A place to start is perhaps
with a cognate Austronesian outpost many thousands of kilometers to the south and
east of the Mentawai Islands, another group of
islands known to the rest of the world as the Marquesas, but known to the
locals as Te Henua. In articulating the complexity of entanglements with the
world beyond the shorelines of Te Henua, the historian/ethnographer Greg Dening
(1980) formulated the metaphor of “islands and beaches” to
encapsulate a sense of the centrality of culture contact between indigenous and
European that occurred in this part of the world from the late 18th
century. He extends the argument to more than this the nature of the Pacific
generally can be thought of as a “total island world [where] every
islander has had to cross a beach to construct a new society. Across those
beaches every intrusive [or otherwise]
artefact,
material and cultural, has had to pass. Every living thing on an island has
been a traveler”. And in crossing the beaches that lead into the island
“every voyager has brought something old and made something new”
(Dening 1980:31). The beach is thus a boundary or frontier of an island as it
interconnects with the sea and all that it brings. A focus upon it can
highlight generally the perpetual movements to and fro, from island to sea and
back again, in which movement and travel through, rather than rootedness in,
time and space is equally as important as the latter. The metaphor of islands
and beaches can, of course, be usefully applied to any oceanic or island
context, and is particular apt with regard to the Mentawai Islands. It
fundamentally concerns, of course, the issue of travel, without which beaches
cannot be crossed.
This premise of the central
importance of travel and movement in human affairs, of the routes
through which humans have inscribed their existence upon the globe rather than
the roots that would define human sociality in terms of fixed positions
in time and space, has been recently explored by James Clifford (1997).

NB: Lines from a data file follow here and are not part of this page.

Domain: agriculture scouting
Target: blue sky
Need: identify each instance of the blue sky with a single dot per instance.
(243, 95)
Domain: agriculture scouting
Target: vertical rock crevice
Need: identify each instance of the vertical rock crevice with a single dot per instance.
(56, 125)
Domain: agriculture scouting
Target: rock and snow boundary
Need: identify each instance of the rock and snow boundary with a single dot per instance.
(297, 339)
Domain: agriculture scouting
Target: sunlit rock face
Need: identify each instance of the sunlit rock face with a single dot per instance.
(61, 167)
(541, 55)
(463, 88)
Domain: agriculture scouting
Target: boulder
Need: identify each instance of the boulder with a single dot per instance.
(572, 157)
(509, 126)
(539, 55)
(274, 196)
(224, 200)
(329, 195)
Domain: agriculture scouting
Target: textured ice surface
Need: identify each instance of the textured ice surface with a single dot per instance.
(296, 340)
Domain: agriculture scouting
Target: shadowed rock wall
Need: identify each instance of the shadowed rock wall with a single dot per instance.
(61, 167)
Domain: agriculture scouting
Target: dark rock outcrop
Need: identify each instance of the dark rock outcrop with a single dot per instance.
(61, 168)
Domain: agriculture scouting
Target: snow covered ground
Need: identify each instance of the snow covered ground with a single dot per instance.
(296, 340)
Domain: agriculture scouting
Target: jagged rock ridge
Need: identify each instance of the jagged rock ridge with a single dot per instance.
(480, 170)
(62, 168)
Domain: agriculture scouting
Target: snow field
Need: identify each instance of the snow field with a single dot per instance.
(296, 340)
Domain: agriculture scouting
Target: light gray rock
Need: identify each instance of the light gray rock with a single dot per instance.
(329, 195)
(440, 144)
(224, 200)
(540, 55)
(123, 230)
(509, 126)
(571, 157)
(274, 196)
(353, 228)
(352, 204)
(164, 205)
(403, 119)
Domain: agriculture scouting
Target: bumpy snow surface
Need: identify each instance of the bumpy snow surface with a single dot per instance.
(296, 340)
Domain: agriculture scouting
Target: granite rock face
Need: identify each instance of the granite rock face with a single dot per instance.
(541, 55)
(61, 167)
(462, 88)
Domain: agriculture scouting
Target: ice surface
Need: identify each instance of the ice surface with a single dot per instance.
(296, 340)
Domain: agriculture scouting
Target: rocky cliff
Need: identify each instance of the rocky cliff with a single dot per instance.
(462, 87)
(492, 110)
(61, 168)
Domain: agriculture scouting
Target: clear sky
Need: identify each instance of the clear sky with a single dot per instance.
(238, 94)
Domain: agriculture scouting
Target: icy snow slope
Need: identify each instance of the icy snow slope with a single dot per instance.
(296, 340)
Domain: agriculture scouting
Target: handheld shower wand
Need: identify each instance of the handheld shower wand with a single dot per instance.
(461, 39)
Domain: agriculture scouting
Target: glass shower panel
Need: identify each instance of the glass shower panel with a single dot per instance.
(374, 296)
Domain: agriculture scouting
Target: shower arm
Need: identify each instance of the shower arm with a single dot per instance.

Clifford takes issue with the grounding metaphor or assumption upon which
ethnography as a practice and the consideration of “culture” has
proceeded, namely that it has been fixedness to a region in time-space rather
than movement through it which has defined the units of analysis.
Dwelling was understood to be the local ground
of collective life, travel a supplement; roots always precede routes. But what
would happen, I began to ask, if travel were untethered, seen as a complex and
pervasive spectrum of human experiences? Practices of displacement might emerge
as constitutive of cultural meanings rather than as their simple
transfer or extension. (Clifford 1997:3)
The overall trope, then, is
one of “dwelling-in-travel” and the elevation of movement to the
forefront of meditations upon things cultural where travel and contact become
the primary loci for an “unfinished modernity”. From this
perspective, even the notion of “location” is transformed into that
of an “itinery rather than a bounded site—a series of encounters
and translations”(Clifford 1997:11). A consequence of much ethnographic
practice proceeding with the assumption that a culture is largely bounded
geographical unit has resulted in the localization of those constitutive
elements that have their origins beyond the (hence arbitrarily imposed) boundaries
and the relegation of those whom cannot be so subsumed to the margins of
considerations. In terms of ethnography then
once the representational challenge is seen to
be the portrayal and understanding of local/global historical encounters,
co-productions, dominations, and resistances, one needs to focus on hybrid,
cosmopolitan experiences as much as on rooted, native ones [the goal being] not
to replace the cultural figure “native” with the
intercultural figure “traveler”. Rather the task is to focus on
concrete mediations of the two, in specific cases of historical tension and
relationship. (Clifford 1997:25)
Thus it is not a case of
making the margin into the new center in which everyone becomes travelers. The
task is for the comparative understanding of the “specific dynamics of
dwelling/traveling” where ‘culture’ comes to be understood
“as much a site of travel encounters as of residence” and where we
“focus on any culture’s furthest range of travel while also
looking at its centers, its villages, its intensive fieldsites”. This
leads to key foci including the ways in which group negotiation transpires in
the context of external relations, and the ways in which a culture becomes a
topos of travel for non-members. But it most naturally leads to a displacement
of the core binary of Local:Outsider and engenders an investigation of the
degree to which the ‘center’ of one culture is also the periphery
of another. The corollary to this is the admission of a whole host of
identities in the spaces opened up with the departure of the deconstructed
“native” including “missionaries, converts, literate or
educated informants, people of mixed blood, translators, government officers,
police, merchants, explorers, prospectors, tourists, travelers, ethnographers,
pilgrims, servants, entertainers, migrant laborers, recent immigrants”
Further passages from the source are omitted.